First, I would like to apologize for not writing to you in such a long time. The MiTT team and I are still at the patrol base but I managed to receive your last package. Thank you again for all your support, thoughts and prayers. I spent 27 days straight out here and went back once for a shower and came right back here a few hours later. My total time in Iraq is 132 days (only 219 left to go). It is because of people like you that we continue to fight everyday and operate with the Iraqi Army so they can take over and we can come home. Our team has continuously worked with the Iraqi Police and Army to conduct Civilian affairs operation such as Medical assistance, repairing schools and water treatment plants, and establishing checkpoints along the roads so insurgents cannot travel through our area. Just last month we conducted 417 foot and vehicle patrols. Many good things are happening here and I do not know if the media has brought that to light on the local networks back home.

So how are you doing? I know you are all working very hard and I know it is important to stay on top of things, but it is equally important, if not more so, to spend quality time together with family and friends and enjoy the fruits of your labor. I have been through two marriages and much heartache because of the life I chose with the Marine Corps. This profession is certainly not for everyone and in six years when I retire, I will re-invest my time and energy into living life. Maybe going out on the bass boat sitting in my back yard, catching a movie with my kids or traveling around to the few places on this earth I have not yet been.

I truly believe that anyone who has not done “this” before doesn’t appreciate what it is like to live normally. If I could wake up tomorrow and go to the grocery store, I would be thrilled! To be able to have running water and cold beer; to sit in the sand and have the ocean at your feet, watching the sunset with a loved one and enjoy the touch of her skin.
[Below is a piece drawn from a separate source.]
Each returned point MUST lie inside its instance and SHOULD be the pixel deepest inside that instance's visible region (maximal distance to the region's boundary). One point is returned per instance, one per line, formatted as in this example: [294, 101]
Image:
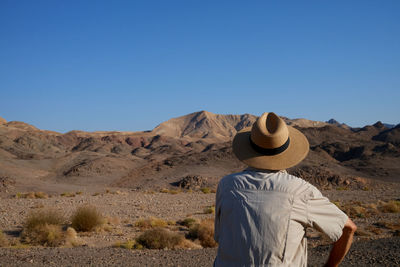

These things I miss most about being in Iraq. Freedom is so costly. Enjoy the simple things in life. Using your porcelain toilet instead of a plastic bag, walking in an air-conditioned building, making decisions that are your own (because you can), enjoying the beauty of God’s creatures, instead of despising them for giving your position away.  Freedoms, that even I took for granted, make it all worth being here. Please remember that when you get in your car, when you pray, when you work and are paid, and when you wake up in your bed everyday.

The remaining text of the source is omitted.